Did you in fact run advertisements seeking information about this person? It would be a basic expectation of any executor seeking to carry out the wishes of the testator.
 
You could always try posting the information here or on a few other forums - I've seen a few instances where people are trying to reconnect with someone from their past or trace an unknown parent and it's amazing what the collective web userbase can come up with.
 
You obviously know the surname of the person's mother 17 years ago, as she was your brother's girlfriend. Have you tried the register of births, (I think they are still in Trinity Street, Dublin.) As already mentioned, regardless of which religion she is, the mother would have had to register the Baby and possibly had the baby baptised. The Catholic Church are normally quite good at sourcing information especially if you knew a county where the mother was living at the time.

Just remember that the amount you find small, might be a fortune to those who need it. Your mother would have been proud of you, for carrying out her last wishes to the tee. Don't give up now.

Please post back on this intriguing post, BUT GOOD LUCK TO YOU AND THE BENEFICIARY.

If you find more information (a small bit might do), ask the Gardai to make contact with Interpol. Believe it or not, they take these matters very seriously. I know of a recent case where a family needed to make contact with a brother as the father had died. The brother had not being in contact for 15 years, but they found him. Contact was made, but the person concerned told the family to FO.
 
The last child I can not trace as the mother fell out with my brother shortly after my mother's death and moved away.


Please help

I think you said that this child was 5months old when the mother left with the child. Was the child baptised? were you at the baptism?If so was the child given your surname? Have you any reason to believe that they left the country? ie. were they non-nationals?
 
I want to just divide it amongst my brothers and have done with it.

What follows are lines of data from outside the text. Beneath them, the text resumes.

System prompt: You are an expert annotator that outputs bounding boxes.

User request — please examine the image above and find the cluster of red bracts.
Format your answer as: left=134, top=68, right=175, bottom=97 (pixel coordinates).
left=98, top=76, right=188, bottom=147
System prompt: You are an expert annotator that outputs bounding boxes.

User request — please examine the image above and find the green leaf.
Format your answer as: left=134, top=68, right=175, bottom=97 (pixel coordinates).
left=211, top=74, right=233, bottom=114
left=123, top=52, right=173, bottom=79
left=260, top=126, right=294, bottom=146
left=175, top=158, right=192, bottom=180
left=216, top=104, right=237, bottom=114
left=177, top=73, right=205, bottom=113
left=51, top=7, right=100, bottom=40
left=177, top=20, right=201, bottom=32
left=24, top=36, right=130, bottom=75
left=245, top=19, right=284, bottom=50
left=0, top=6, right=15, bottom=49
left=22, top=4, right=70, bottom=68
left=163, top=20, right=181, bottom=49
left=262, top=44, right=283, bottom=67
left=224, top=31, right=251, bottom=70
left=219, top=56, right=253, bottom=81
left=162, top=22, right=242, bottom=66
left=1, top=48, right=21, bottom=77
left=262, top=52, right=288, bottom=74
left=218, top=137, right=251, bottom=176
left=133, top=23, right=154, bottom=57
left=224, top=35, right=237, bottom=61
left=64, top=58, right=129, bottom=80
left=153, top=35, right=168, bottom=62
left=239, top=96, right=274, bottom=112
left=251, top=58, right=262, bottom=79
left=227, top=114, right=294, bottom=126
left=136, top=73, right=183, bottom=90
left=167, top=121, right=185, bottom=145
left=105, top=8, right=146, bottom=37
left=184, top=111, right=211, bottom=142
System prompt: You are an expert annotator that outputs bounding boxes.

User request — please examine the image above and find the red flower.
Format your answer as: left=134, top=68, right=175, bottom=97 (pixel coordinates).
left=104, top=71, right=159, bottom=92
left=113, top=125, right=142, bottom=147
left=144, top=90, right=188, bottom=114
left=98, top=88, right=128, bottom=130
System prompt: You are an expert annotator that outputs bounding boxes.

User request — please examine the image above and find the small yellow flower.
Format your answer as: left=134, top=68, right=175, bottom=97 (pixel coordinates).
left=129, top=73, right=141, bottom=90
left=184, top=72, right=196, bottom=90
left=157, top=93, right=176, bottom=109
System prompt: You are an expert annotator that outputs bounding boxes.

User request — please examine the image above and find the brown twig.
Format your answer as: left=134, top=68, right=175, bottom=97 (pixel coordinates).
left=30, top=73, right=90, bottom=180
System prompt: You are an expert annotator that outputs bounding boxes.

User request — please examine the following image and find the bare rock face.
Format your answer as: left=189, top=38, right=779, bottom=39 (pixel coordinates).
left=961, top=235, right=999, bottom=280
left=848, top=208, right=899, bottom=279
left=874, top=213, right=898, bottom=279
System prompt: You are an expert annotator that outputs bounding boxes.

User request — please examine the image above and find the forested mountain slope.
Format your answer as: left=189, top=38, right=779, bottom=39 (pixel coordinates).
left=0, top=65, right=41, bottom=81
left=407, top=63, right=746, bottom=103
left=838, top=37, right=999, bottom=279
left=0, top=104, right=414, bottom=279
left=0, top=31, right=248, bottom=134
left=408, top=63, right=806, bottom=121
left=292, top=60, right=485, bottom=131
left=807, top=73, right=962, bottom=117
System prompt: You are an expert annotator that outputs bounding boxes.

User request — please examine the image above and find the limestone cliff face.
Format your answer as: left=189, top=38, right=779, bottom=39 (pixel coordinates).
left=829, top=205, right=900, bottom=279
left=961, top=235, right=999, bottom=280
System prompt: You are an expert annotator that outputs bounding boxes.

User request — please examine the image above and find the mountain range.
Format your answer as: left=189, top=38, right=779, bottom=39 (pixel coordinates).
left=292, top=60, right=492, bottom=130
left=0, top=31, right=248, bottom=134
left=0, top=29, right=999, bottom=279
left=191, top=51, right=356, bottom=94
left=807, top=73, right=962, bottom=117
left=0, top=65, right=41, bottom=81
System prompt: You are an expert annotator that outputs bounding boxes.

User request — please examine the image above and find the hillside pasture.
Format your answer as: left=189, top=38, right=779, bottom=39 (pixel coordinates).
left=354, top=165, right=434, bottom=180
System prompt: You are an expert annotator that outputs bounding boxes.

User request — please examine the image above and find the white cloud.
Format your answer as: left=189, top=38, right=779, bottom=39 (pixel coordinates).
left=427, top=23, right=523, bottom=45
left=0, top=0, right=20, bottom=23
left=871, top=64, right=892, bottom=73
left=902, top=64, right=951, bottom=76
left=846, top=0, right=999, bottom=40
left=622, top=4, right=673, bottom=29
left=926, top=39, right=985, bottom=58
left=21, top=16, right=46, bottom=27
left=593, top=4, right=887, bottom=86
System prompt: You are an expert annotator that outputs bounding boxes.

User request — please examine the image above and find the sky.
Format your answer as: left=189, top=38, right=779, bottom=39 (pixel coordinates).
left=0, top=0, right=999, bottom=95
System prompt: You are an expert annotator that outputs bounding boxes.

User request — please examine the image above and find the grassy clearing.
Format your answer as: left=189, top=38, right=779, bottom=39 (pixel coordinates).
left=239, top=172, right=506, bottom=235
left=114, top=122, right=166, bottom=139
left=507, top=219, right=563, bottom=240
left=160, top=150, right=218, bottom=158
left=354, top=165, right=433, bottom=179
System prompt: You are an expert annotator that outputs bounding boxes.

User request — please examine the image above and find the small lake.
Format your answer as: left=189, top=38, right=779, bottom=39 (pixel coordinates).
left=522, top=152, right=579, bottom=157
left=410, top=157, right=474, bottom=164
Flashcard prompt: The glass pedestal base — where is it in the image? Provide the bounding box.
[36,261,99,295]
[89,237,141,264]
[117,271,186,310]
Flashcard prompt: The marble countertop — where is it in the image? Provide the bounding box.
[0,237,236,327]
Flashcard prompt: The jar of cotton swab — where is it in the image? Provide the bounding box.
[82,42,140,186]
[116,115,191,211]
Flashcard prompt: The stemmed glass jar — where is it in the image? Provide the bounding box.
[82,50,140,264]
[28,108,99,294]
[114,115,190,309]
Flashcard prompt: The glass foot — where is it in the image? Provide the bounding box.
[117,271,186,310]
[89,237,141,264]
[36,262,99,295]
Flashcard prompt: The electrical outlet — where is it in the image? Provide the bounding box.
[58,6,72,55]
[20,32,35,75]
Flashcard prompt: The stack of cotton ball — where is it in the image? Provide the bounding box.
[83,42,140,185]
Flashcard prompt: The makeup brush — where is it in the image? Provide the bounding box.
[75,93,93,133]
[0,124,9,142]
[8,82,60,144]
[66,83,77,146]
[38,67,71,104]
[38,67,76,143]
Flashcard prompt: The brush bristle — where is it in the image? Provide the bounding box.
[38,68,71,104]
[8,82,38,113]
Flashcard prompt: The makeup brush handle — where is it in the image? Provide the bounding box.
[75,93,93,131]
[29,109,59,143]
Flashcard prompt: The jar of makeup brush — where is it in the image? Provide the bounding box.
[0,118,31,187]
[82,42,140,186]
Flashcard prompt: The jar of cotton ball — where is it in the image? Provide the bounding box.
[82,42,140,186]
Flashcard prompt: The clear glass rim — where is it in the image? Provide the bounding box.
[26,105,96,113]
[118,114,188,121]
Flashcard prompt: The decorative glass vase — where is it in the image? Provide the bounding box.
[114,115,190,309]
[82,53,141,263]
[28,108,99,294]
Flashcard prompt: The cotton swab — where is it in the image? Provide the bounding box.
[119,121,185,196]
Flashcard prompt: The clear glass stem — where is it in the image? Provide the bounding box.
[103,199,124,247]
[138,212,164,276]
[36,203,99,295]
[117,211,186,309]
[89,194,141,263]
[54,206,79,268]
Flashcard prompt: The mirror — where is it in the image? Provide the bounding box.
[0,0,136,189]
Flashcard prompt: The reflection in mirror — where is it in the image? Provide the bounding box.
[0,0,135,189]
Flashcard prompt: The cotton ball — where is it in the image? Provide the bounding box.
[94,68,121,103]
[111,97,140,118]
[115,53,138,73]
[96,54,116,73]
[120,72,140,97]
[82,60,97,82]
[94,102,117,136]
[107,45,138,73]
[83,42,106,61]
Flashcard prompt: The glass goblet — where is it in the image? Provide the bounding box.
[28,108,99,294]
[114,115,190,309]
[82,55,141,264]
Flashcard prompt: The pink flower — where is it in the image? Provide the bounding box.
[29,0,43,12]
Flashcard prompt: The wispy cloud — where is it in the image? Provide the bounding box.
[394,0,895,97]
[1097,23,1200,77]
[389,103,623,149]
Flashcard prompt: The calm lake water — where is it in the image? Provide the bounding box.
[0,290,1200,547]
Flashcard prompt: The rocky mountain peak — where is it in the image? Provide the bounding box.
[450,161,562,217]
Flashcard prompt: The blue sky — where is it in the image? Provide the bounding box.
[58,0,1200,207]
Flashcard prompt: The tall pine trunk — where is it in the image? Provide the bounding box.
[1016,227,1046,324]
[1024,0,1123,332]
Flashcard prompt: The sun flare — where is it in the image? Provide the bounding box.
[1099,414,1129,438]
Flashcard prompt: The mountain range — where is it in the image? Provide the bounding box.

I think the best way would be, as I don't even know what country to search for the final grandchild. Would be to devide the final sum between mymothers four surviving children (my brothers and I). They can then choose to devide it how they see fit amoungst their children, my mothers grandchildren new/original.

Kim, from what you posted earlier I don't think the actions above are what your mothers wishes were.You are managing the money for the 6 grandchildren alive at the time of your mothers death not for your brothers or grandchildren born after her death.

Please help:I am, as the eldest of four sons, the executor of my mothers estate. One of the parts of my mothers will was to manage a sum of money how I saw fit for the 6 grandchildren that existed at my mothers death, until each reached 18 years old. This I have done for 17 years.